Trois fois son nom, et le cauchemar prend vie. Beetlejuice débarque en tornade, mélange improbable de bouffonnerie et de frissons, expert en mauvais tours et en entourloupes spectrales. Plus énergique qu’une armée de poltergeists sous caféine, il surgit avec un rire tonitruant, prêt à semer la pagaille chez les vivants comme chez les morts. Son humour est douteux, son style vestimentaire discutable, et son sens de l’éthique totalement inexistant. Impossible à contrôler, presque aussi difficile à renvoyer d’où il vient, il adore le chaos autant qu’il déteste l’ennui.
L’ironie en guise d’armure, Astrid Deetz regarde le monde avec la lassitude de quelqu’un qui en a déjà trop vu. Ses vêtements sombres crient son mépris pour le banal, ses répliques mordantes repoussent ceux qui veulent l’enfermer dans une existence sans éclat. Pas du genre à croire aux esprits, jusqu’à ce que l’inexplicable vienne frapper à sa porte avec fracas.
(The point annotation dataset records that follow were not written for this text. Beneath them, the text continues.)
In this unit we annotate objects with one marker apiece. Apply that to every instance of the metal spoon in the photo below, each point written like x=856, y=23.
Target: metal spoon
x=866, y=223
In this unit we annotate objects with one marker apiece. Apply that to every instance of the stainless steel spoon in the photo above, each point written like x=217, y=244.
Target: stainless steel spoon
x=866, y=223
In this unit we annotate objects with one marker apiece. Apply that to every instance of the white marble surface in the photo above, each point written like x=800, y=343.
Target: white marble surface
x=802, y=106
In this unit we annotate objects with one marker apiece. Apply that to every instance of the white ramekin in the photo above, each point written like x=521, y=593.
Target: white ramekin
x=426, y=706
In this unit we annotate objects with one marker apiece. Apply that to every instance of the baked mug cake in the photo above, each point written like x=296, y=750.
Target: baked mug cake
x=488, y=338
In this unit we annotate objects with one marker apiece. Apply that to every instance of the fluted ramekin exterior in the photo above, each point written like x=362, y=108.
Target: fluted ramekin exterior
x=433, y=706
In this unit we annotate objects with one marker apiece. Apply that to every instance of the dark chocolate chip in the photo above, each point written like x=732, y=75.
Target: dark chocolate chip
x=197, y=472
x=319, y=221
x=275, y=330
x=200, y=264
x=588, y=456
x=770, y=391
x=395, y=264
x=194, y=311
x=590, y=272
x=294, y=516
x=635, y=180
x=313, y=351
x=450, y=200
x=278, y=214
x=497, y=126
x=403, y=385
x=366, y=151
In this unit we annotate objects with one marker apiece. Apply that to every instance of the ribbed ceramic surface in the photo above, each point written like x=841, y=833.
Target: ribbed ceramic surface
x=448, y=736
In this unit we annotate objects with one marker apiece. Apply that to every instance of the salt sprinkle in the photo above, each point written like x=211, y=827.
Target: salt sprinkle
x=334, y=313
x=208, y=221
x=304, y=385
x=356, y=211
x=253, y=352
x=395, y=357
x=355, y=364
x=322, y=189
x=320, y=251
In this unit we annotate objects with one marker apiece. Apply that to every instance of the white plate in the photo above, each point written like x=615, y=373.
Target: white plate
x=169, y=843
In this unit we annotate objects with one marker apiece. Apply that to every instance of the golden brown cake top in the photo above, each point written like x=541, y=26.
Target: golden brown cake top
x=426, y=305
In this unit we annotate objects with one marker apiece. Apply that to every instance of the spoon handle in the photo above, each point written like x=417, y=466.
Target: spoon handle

Son scepticisme vacille, mais pas son caractère bien trempé. Face au surnaturel, elle ne s’affole pas, elle questionne, analyse et, surtout, reste fidèle à elle-même.
Le noir est sa couleur, l’étrange son refuge, l’ordinaire son enfer personnel. Lydia Deetz vit dans un poème morbide qu’elle récite en silence, insensible aux absurdités des vivants qui l’entourent. Trop intelligente pour cette famille de caricatures, trop connectée au bizarre pour ne pas voir ce que les autres ignorent, elle danse entre deux mondes sans y trouver vraiment sa place. Quand les fantômes se manifestent, elle ne panique pas, elle discute, négocie, plonge tête la première dans l’inconnu. Beetlejuice ? Un mal nécessaire. L’au-delà ? Un spectacle plus intéressant que ce monde qui l’ennuie à mourir.
L’art avant tout, même quand il s’agit d’imposer une esthétique douteuse à une maison qui n’a rien demandé. Delia Deetz ne crée pas, elle impose, persuadée que son génie est incompris et que le monde n’attend que ses idées avant-gardistes. Que la maison soit hantée ? Un défi, pas une crainte. L’étrange l’agace quand il ne s’aligne pas sur sa vision, l’amuse quand elle peut en tirer parti. Son monde est une galerie où elle est la pièce maîtresse, et tout ce qui s’y oppose n’est qu’une distraction passagère.
Un sourire aussi large que son incompétence, Bob est le genre de personne qui se retrouve toujours au mauvais endroit, au mauvais moment, sans jamais comprendre comment. Enthousiaste sans raison, confiant sans fondement, il fonce dans le surnaturel avec la naïveté d’un touriste qui prend une maison hantée pour un parc d’attractions. Rien ne l’arrête, sauf peut-être un mur invisible qu’il n’a pas vu venir ou une créature qui l’observe depuis l’ombre avec un peu trop d’appétit.